Physics-Informed Transformer operator for the prediction of three-dimensional turbulence
Zhihong Guo, Sunan Zhao, Huiyu Yang, Yunpeng Wang, Jianchun Wang

TL;DR
This paper introduces physics-informed Transformer operators for 3D turbulence prediction, achieving high accuracy, stability, and efficiency without labeled data, and outperforming existing neural operators in long-term turbulence simulations.
Contribution
The paper develops PITO and PIITO, novel physics-informed Transformer-based operators that learn solution operators for turbulence prediction without labeled data and with reduced computational resources.
Findings
PITO and PIITO outperform PIFNO in long-term turbulence prediction.
They require significantly less GPU memory and fewer parameters than PIFNO.

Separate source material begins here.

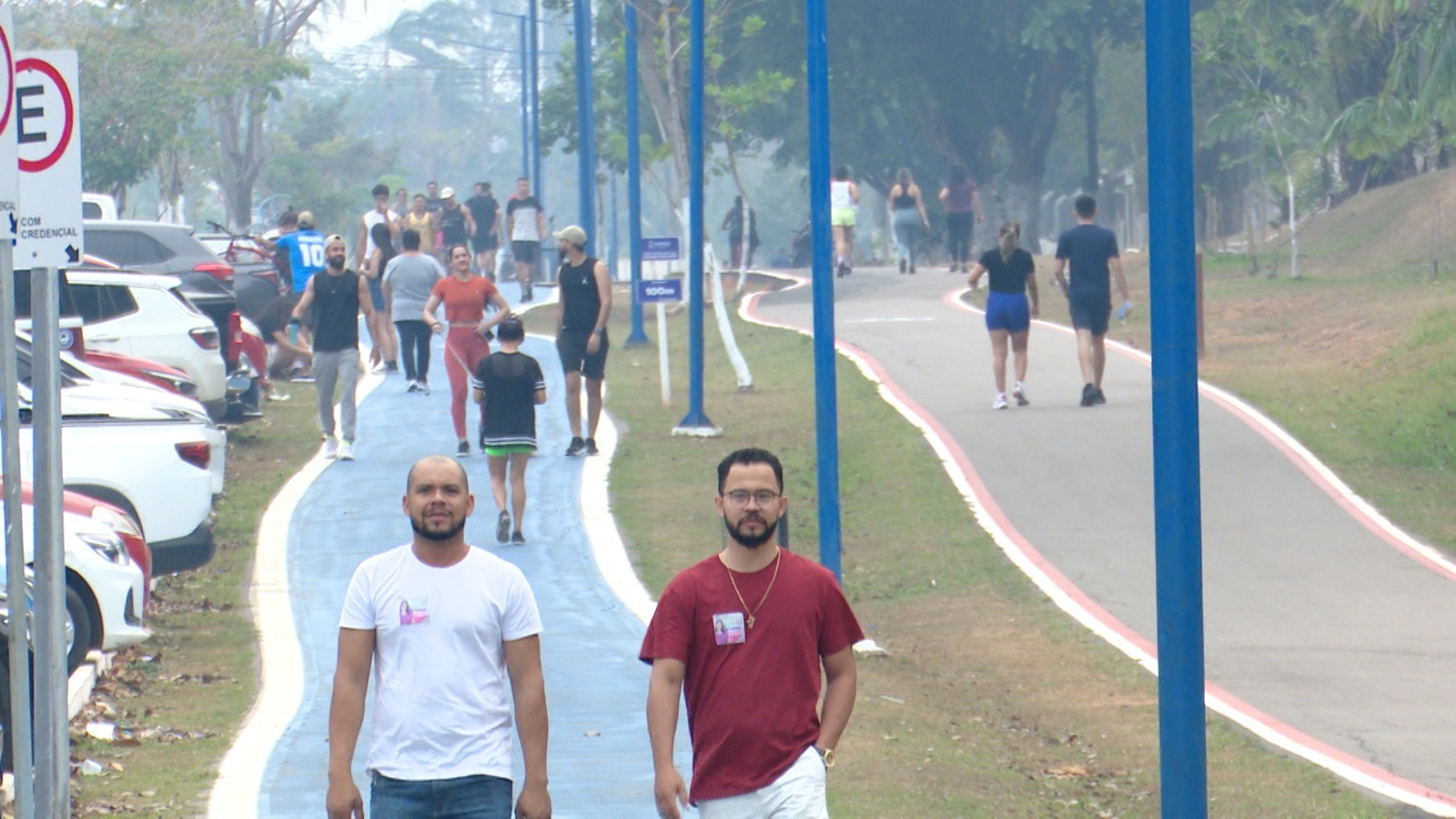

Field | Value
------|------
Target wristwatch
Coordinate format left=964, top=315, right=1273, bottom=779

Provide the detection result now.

Both models are faster than traditional LES methods.
Abstract
Data-driven turbulence prediction methods often face challenges related to data dependency and lack of physical interpretability. In this paper, we propose a physics-informed Transformer operator (PITO) and its implicit variant (PIITO) for predicting three-dimensional (3D) turbulence, which are developed based on the vision Transformer (ViT) architecture with an appropriate patch size. Given the current flow field, the Transformer operator computes its prediction for the next time step. By embedding the large-eddy simulation (LES) equations into the loss function, PITO and PIITO can learn solution operators without using labeled data. Furthermore, PITO can automatically learn the subgrid scale (SGS) coefficient using a single set of flow data during training. Both PITO and PIITO exhibit excellent stability and accuracy on the predictions of various statistical properties and flow…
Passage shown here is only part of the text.